The curious case of the gene, the lesion, or neither

With increased availability of genetic testing, more patients have been identified as having causative variants. With a greater amount of diagnostic certainty, there is uncertainty in its consideration in epilepsy surgery workup. We report a case of a boy with a GRIN2B likely pathogenic variant, with medically refractory epilepsy who underwent epilepsy surgery evaluation, resulting in successful surgical resection with good outcome.

Our patient is a 15-year-old right-handed man, with seizure onset at three years of age. In the first six years of life, he had generalized tonic–clonic and myoclonic seizures that subsequently resolved. Since age seven, he has had medically refractory seizures characterized by a nonspecific aura, followed by repetition of a stereotyped phrase progressing to oral automatisms, right-sided head version, followed by right arm flexion and right-hand posturing. He was medically refractory on appropriate doses of lacosamide and lamotrigine and had previously failed nine other anti-seizure medications.

His past medical history is significant for depression, mild intellectual disability, attention difficulties, and behavioral dysregulation. His birth history was unremarkable. Family history was unremarkable. Initial EEG showed slowing and interictal discharges over the left temporal region. During EEG, a typical seizure was captured, with EEG onset of rhythmic delta over the left temporal chain (Figure 1A). MRI brain showed a lesion in the right occipitotemporal cortex, consistent with a multi nodular and vacuolating neuronal tumor (MVNT) (Figure 1B). A PET scan showed hypometabolism at the left temporal pole and medial temporal cortex. Subtraction SPECT showed increased perfusion to the left temporal pole. Whole exome sequencing identified a de novo heterozygous likely pathogenic GRIN2B variant (p. Cys946Ter).

Although the epileptogenic zone seemingly localized to the left temporal region, the epileptogenic lesion was incongruent. Intracranial electroencephalography through stereotactic electrodes was performed to clarify this inconsistency. Although the patient's genetic variant likely explained his intellectual disability and seizures, as his seizures remained stereotyped and focal, he was still considered a possible surgical candidate.

Stereotactic electrodes were implanted with seven electrodes sampling the left hemisphere, and two electrodes in the right hemisphere, as demonstrated in Figure 2. Interictal activity was most prominent from the left temporal inferior gyrus and hippocampus. Six clinical seizures were captured, all with onset from the left hippocampus. Following explantation, clinical consensus was that the epileptogenic zone involved the left hippocampus, and a left temporal lobectomy was performed, guided by electrocorticography. Surgical pathology showed no evidence of a definitive primary epileptogenic process. Following surgery, the patient was seizure-free at 11 months post surgery (Engel 1A), with improved ability to perform activities of daily living and memory.

GRIN2B encodes for the NMDA receptor subtype 2B, a class of ionotropic glutamate receptors involved in numerous cellular functions.² Patients with GRIN2B pathogenic variants express the phenotype of GRIN2B-related neurodevelopmental disorder.
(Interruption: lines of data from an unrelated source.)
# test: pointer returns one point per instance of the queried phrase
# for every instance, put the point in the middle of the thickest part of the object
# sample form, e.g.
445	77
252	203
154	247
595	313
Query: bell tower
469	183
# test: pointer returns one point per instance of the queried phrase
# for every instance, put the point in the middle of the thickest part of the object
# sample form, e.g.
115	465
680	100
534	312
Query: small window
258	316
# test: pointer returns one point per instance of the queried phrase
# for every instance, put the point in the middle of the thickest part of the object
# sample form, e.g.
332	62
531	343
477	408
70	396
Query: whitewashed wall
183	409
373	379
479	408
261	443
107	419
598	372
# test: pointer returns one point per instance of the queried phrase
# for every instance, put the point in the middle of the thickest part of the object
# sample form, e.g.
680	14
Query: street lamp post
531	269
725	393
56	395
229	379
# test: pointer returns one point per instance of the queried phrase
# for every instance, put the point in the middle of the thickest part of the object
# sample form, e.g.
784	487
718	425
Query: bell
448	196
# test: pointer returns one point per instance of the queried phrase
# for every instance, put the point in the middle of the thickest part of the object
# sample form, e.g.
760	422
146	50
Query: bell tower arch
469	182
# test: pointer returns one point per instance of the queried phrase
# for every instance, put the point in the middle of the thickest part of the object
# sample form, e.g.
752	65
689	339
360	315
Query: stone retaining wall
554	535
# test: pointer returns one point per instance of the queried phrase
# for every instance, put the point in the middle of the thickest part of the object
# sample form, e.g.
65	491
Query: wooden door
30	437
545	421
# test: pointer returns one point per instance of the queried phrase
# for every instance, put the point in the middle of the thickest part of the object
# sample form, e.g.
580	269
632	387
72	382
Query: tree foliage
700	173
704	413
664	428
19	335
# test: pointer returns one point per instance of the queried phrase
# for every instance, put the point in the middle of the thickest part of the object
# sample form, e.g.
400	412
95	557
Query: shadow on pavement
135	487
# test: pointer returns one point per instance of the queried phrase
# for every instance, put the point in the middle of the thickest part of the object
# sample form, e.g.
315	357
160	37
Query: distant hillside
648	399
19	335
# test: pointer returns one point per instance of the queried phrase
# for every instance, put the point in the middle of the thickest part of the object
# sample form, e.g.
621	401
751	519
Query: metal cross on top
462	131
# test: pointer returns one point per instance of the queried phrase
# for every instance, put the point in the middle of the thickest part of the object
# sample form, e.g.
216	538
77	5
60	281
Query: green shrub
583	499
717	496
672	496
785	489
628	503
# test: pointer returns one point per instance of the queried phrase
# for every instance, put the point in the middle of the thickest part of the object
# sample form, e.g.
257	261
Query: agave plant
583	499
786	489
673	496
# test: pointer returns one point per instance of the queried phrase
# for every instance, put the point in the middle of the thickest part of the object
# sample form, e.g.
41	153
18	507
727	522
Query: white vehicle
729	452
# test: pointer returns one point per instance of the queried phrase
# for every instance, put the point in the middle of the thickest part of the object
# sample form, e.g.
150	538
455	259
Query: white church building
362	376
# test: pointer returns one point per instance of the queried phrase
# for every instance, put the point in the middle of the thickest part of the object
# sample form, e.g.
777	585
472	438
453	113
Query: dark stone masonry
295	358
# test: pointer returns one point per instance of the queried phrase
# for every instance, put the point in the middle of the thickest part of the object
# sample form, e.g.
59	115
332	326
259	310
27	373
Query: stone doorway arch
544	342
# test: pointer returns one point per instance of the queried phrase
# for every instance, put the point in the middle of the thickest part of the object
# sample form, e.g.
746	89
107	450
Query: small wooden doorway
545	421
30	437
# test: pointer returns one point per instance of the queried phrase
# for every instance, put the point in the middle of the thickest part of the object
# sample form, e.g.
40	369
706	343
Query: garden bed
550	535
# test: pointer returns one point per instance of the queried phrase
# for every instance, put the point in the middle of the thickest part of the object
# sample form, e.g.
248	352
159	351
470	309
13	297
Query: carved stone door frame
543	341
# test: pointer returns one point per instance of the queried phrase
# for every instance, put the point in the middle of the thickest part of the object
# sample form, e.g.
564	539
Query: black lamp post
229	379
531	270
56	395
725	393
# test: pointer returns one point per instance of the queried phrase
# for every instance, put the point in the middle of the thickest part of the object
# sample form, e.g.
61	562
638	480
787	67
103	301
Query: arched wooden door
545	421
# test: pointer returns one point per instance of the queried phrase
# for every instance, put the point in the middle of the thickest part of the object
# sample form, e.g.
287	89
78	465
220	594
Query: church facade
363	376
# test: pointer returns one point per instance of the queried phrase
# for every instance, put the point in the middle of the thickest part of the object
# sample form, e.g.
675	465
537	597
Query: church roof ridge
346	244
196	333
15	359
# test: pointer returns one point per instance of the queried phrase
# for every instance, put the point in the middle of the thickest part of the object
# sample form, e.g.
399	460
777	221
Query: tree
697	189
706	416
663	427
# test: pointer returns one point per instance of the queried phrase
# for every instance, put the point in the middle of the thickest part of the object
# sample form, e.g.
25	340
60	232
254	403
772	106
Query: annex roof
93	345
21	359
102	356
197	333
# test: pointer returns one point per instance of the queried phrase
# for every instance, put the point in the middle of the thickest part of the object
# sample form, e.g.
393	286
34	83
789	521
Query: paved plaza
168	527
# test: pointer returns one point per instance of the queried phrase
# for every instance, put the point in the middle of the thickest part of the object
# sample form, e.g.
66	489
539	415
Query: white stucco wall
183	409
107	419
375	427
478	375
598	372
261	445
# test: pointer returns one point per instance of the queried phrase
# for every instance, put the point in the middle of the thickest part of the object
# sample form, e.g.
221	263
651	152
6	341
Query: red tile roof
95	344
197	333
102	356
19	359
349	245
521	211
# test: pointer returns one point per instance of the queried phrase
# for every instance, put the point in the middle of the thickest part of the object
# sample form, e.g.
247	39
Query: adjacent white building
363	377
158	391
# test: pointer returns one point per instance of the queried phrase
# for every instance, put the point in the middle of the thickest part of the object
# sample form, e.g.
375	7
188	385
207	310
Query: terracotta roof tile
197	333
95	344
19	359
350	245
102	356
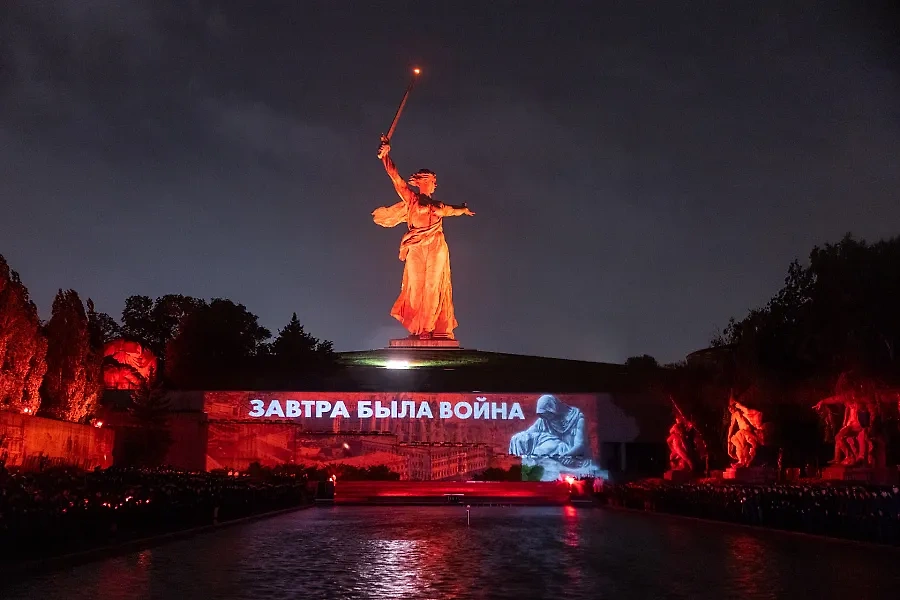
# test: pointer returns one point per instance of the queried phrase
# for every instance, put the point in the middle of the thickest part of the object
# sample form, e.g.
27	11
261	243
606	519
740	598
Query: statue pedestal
750	474
873	475
433	343
678	476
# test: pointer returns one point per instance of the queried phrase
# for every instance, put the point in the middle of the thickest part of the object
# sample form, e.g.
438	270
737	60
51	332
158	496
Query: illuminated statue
425	304
855	443
744	433
679	457
558	434
127	364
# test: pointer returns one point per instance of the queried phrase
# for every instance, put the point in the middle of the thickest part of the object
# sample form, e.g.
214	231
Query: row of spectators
58	511
858	512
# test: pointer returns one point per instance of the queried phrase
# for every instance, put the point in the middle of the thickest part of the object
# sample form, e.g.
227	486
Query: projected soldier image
555	441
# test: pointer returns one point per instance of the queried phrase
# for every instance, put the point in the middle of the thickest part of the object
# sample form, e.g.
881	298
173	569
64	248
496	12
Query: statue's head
549	407
425	180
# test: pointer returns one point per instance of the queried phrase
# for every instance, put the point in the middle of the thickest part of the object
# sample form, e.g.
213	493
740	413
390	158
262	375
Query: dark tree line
221	345
836	314
54	368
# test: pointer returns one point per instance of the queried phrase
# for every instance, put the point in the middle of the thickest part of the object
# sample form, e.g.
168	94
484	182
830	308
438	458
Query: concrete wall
27	442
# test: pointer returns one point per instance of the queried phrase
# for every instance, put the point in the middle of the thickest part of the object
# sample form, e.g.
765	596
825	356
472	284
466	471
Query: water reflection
514	553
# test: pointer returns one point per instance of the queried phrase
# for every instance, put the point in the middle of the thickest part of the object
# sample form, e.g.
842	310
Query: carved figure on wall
425	303
679	455
745	432
126	365
857	442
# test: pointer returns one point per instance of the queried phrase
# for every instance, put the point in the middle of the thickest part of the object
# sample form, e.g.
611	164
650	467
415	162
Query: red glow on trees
23	347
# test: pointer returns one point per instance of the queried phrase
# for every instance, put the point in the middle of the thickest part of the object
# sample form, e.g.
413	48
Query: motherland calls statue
425	304
745	432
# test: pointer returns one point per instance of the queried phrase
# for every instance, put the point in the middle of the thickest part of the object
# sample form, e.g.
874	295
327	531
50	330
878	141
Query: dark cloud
641	170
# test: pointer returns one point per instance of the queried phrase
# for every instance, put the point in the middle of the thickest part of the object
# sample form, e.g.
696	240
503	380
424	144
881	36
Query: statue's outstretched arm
448	210
406	194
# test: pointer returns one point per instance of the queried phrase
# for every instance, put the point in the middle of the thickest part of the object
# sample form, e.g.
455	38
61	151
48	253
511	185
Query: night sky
641	171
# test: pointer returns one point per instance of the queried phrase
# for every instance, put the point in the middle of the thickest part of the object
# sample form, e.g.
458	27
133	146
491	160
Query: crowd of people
859	512
58	511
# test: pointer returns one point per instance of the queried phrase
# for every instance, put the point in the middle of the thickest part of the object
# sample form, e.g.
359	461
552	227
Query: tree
155	323
102	328
218	346
644	362
146	444
838	313
295	352
73	380
23	347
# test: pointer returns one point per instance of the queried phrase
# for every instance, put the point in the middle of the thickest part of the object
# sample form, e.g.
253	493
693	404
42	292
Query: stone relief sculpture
858	441
678	441
745	433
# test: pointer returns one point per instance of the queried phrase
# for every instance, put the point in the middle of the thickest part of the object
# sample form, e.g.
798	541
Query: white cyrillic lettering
292	408
257	410
340	410
482	410
516	412
459	412
274	409
407	408
498	409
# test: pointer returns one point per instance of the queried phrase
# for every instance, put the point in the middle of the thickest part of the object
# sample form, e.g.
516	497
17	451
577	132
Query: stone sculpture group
859	440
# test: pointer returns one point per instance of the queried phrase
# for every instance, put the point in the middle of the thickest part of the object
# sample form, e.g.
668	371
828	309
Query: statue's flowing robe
425	303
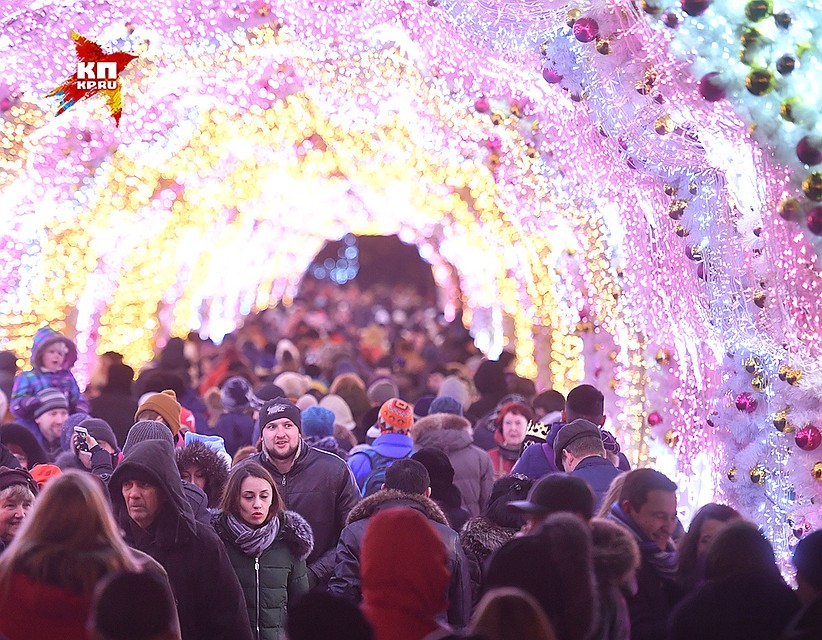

This is an autosomal dominant disorder characterized by mild-to-profound developmental delay/intellectual disability, muscle tone abnormalities, epilepsy, and autism spectrum disorder.³ Epilepsy occurs in 51% of individuals, with onset from birth to 9 years of age, with 50% being medically refractory.³ Seizures may be generalized or focal. Imaging shows a malformation of cortical development including polymicrogyria, irregular gyral pattern, and hypoplastic corpus callosum in a minority of individuals.⁴ No previous patients with GRIN2B have been reported to have MVNT or underwent epilepsy surgery to treat their epilepsy.³

Increased use of genetic testing has provided greater diagnostic certainty for patients with epilepsy. The hope in the future will be to leverage diagnostic knowledge to improve patient management, but this is not possible now. This case shows that even with a genetic diagnosis, epilepsy surgery remains the best treatment option for focal epilepsies. This case also demonstrates best practices in epilepsy surgery workup. A common assumption made during surgical workup is that an epileptogenic lesion is analogous to the epileptogenic zone. For our case, even though the patient had a suspected lesion known to be epileptogenic, it is incongruence with EEG studies suggested that it was not representative of the epileptogenic zone. As a result, invasive studies with stereoEEG were able to confirm this hypothesis.

In conclusion, a genetic diagnosis does not exclude a patient from being a candidate for epilepsy surgery, and an epileptogenic lesion is not always the source of a patient's seizures.

None of the authors have any conflict of interest to disclose.